Für die sieben Telefonkonzern-Riesen geht es um alles oder nichts: Wenn am 31. Juli die Versteigerung der begehrten UMTS-Mobilfunklizenzen beginnt, wird über einen lukrativen Markt der Zukunft entschieden. Nach dem Motto "dabei sein und siegen" setzen die Bieter alles auf eine Karte, um eine Lizenz der dritten Generation zu ergattern. Mobiles Internet und superschnelle Datenübertragung, M-Commerce (E-Commerce übers Handy) und Multimedia über Handy lauten die Lockrufe des Mobilfunks. Für die vier deutschen Betreiber ist eine UMTS-Lizenz ein Muss. "Sie sind dazu verdammt, eine Lizenz zu ersteigern", schreiben die Telekom-Analysten der Düsseldorfer WestLB Panmure.

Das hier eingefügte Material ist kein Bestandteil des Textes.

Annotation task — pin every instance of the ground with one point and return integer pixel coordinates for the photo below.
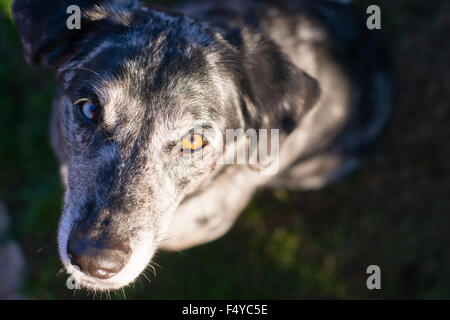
(394, 213)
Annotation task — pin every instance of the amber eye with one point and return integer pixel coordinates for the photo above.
(193, 142)
(88, 109)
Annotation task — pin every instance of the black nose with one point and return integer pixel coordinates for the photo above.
(100, 258)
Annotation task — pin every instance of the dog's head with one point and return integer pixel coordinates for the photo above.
(146, 97)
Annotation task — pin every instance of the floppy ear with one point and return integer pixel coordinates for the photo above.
(277, 93)
(42, 26)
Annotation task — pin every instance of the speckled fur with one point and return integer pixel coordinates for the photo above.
(307, 68)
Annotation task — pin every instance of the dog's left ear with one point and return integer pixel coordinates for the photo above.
(277, 94)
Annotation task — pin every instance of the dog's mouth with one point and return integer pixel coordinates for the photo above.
(93, 268)
(135, 266)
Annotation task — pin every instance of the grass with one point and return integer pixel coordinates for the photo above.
(393, 213)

Gingen sie leer aus, verlöre ihr Kundenstamm deutlich an Marktwert. Auch an der Börse erwarten die Experten im Falle eines Misserfolgs Kursabschläge.

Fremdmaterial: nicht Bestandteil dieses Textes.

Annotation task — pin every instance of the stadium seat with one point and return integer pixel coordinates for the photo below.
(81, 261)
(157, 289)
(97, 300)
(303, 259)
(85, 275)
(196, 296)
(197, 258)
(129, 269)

Branchenkenner erwarten, dass T-Mobil (D1) und Mannesmann Mobilfunk (D2/Vodafone) ohne Limit in die Auktion gehen. Die beiden deutschen Marktführer, die inzwischen mehr als 25 Millionen Kunden in ihren Netzen zählen, werden voraussichtlich drei Frequenzpakete ersteigern. Jürgen von Kuczkowski, Vorsitzender der D2-Geschäftsführung, strotzt vor Zuversicht: "Wir haben eine exzellente Ausgangsbasis und ein hochmotiviertes Team." Ähnlich äußert sich Roland Mahler, Generalbevollmächtigter von T-Mobil: "Wir sind bestens auf die Versteigerung vorbereitet."

Als sichere Bank auf eine Konzession gilt ferner E-Plus, die gemeinsam mit Hutchison Whampoa antritt. Erst vor wenigen Tagen hatten sich die niederländische Konzernmutter KPN mit der Mobilfunkfirma aus Hongkong verbündet. Außerdem sitzt die japanische NTT DoCoMo im Boot dieser Gruppe: "KPN und Hutchison werden bei der Auktion eine starke Rolle spielen", sagt E-Plus-Geschäftsführer Klaus Thiemann. Und mit NTT DoCoMo habe man das Potenzial eines Weltmarktführers beim mobilen Multimedia zur Seite. "Wir sind fest entschlossen mit einer UMTS-Lizenz nach Hause zu gehen", betont Maximilian Ardelt von der VIAG Interkom. Die Partner British Telecom und Telenor (Norwegen) sowie der Energieriese E.ON seien voll entschlossen, eine Lizenz zu erwerben. Vor allem die Briten, denen nachgesagt wird, die Mehrheit an dem Unternehmen erwerben zu wollen, können sich einen Flop in Deutschland kaum erlauben.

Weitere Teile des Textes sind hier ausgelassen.